Right now, more than 120,000 people are on the United Network for Organ Sharing (UNOS) waitlist for an organ match to receive a transplant. Even if someone currently is on the waitlist, they aren't guaranteed to receive the organ. If a patient has to wait too long, their health could start to decline and become worse. However, living donors have the opportunity to help a person in need of an organ transplant immediately.

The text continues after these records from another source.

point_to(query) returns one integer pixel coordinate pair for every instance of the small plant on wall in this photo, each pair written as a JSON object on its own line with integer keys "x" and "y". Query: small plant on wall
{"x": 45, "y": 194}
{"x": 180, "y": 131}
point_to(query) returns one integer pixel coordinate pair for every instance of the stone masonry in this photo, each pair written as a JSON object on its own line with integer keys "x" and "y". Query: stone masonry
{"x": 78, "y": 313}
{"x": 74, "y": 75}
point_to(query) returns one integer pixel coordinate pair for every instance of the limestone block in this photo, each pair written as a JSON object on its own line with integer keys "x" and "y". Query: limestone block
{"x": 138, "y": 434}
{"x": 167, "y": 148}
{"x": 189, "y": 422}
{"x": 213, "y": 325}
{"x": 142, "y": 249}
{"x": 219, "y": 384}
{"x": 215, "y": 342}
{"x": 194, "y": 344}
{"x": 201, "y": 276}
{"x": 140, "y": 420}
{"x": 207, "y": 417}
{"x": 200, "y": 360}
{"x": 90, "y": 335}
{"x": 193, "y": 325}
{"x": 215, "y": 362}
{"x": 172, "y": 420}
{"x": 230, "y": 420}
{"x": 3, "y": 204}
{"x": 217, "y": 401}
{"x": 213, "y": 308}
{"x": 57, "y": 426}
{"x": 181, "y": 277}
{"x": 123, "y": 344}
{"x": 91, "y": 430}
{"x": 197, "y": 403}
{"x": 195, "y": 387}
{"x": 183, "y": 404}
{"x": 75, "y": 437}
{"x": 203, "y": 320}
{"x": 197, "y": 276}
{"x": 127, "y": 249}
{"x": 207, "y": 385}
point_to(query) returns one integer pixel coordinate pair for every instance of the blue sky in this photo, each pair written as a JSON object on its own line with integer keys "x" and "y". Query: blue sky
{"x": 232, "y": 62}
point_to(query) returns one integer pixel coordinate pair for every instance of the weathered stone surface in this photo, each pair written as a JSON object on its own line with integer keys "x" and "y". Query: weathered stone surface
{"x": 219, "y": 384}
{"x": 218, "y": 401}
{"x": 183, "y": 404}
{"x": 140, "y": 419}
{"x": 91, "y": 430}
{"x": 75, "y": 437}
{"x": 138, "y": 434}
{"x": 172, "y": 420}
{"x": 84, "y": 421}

What’s a Living Donor Transplantation?
A living donor transplant is an option where instead of waiting for a matching kidney from a deceased donor, they’ll receive one from a living donor. In this situation, a living donor should be an overall healthy person both mentally and physically. In some cases living, donor transplants are the only hope for some patients to have a second chance at life. Living donors have a chance to save a life while they’re still living.
Who is a Living Donor?
A living donor refers to a healthy person who can be blood relative to the recipient is in need of a liver transplant. A living donor also can be a close, non-blood-related friend of relative that wishes to donate a portion of their liver. The living donor could be:
- Family members (parents, siblings, aunts/uncles, cousins, uncles)
- Religious group members
- Family friends
- Anonymous donors
Benefits of a living donor transplant:
Shorter Wait Time
Living donor transplants can take place much sooner and can be scheduled when it is convenient for you and your donor.
Quicker Recover Time
Generally, living donor recipients recover faster than those with deceased donors.
The Kidney Functions Better and Longer
An organ from a living donor functions better and longer than deceased donor organs.
More Time with Family
It’s possible to have the transplant scheduled before dialysis is required. This means the recipient can have a better outcome and more time with their loved ones.
Lower Rejection Rate
Living donor kidney transplants offer a lower rejection rate than one from a deceased donor.
Help Save More Lives
Living donor transplants allows recipients to be removed from the waitlist. This can help to possibly shorten the time for others still waiting on the waitlist and help increase the number of kidney transplants.